Last Thursday, San Francisco named D’Arcy Drollinger, a club owner and drag performer, as its first “Drag Laureate.” According to the city, Drollinger “will serve as an ambassador for San Francisco’s LGBTQ+, arts, nightlife, and entertainment communities.”
The appointment is for 18 months and comes with a taxpayer-funded stipend of $55,000. Drollinger is a male who uses female pronouns when he dresses in drag. He’s now claiming that he will be in drag “pretty much 24/7 for the next 18 months.”
San Francisco Mayor London Breed claimed that the new position of “Drag Laureate” will show the world exactly what San Francisco represents as a city.
“San Francisco’s commitment to inclusivity and the arts are the foundation for who we are as a city,” Breed said when the program was announced last year. “Drag artists have helped pave the way for LGBTQ rights and representation across our city, and we must invest in programs that continue their legacies and create opportunities for the next generation of drag performers to thrive.
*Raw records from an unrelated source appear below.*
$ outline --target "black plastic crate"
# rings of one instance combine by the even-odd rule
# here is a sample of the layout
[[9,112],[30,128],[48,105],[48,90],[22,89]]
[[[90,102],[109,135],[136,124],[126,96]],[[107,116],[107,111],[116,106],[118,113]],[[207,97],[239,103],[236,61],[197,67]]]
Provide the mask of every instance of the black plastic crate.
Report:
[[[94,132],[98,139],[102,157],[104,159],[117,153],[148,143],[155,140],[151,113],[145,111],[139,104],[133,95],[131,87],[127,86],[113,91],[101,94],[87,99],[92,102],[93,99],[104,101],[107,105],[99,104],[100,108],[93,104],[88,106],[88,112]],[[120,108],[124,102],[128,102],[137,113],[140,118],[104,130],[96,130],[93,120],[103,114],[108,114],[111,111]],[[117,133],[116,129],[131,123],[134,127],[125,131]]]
I want to thank the drag community, Human Rights Commission, and Public Library for their work, and I look forward to crowning San Francisco’s first ever Drag Laureate.”
For his part, Drollinger hopes to add some “sparkle” to the city.
“My goals are to make San Francisco sparkle. I think drag performers bring a lot of sparkle and humor and glamor and silliness to the world. I think that is part of why drag is so successful,” Drollinger opined.
Drollinger was named the new “Drag Laureate” just in time for “Pride Month,” which the LGBT community celebrates in June of each year. The 18-month term assures that Drollinger will be around for “Pride Month” in 2024 as well.
City leaders claim that drag is a huge part of the city’s cultural heritage.
“Drag is central to San Francisco’s rich history of self-expression, counterculture, and queer activism,” Supervisor Matt Dorsey said when the program was announced. “Though drag is a now celebrated mainstream art form, we can’t lose sight of our iconic queens who for decades contributed so much to our city’s cultural vibrancy even when it was unsafe to do so. Today, we’re committing to uplifting our next generation of drag queens, ensuring they continue to live and work in the City they call home, and inspiring others to live authentically and proudly.”
Dorsey casually mentions the “next generation of drag queens,” although LGBT advocates claim that grooming does not occur in gay culture.
Does it really matter that drag queens want to read to children in libraries and perform in front of children? Why can’t we just be tolerant, after all? Who is really being hurt?
Consider the opinion of Andrew Sullivan — a cultural commentator and a gay man.
At its core, critical queer theorists believe that “there is no such thing as human nature.” Thus, “everything is socially constructed, even the body,” Sullivan explains.
Starting with our youngest, the LGBT movement’s ultimate goal is to “liberate humankind from the prison of gender,” Sullivan notes.
“If they could get into kids’ minds, bodies, and souls from the very beginning of their lives, they could abolish the sex binary from the ground up. And so they got a pliant, woke educational establishment to re-program children from the very start, telling toddlers that every single one of them could be living in the wrong body, before they could even spell,” Sullivan has written.
The LGBT and transgender movements wish to supplant objective reality with subjective fantasy — then call you a bigot when you object.
And that’s where a government created position of “Drag Laureate” comes in. When a government sponsored “Drag Laureate” appears, parents who object can be easily dismissed as intolerant jerks. After all, Drollinger is a government-appointed “laureate” who wants nothing more than to make the city “sparkle.” What type of monster could object to such a thing?
As the new “Drag Laureate,” Drollinger can be expected to show up at events where there are children. Young kids will see a man dressed as a woman who says funny things and is applauded — maybe even loved — for his behavior and choice of attire.
“Maybe people will love me if I do that,” an impressionable child might think to himself.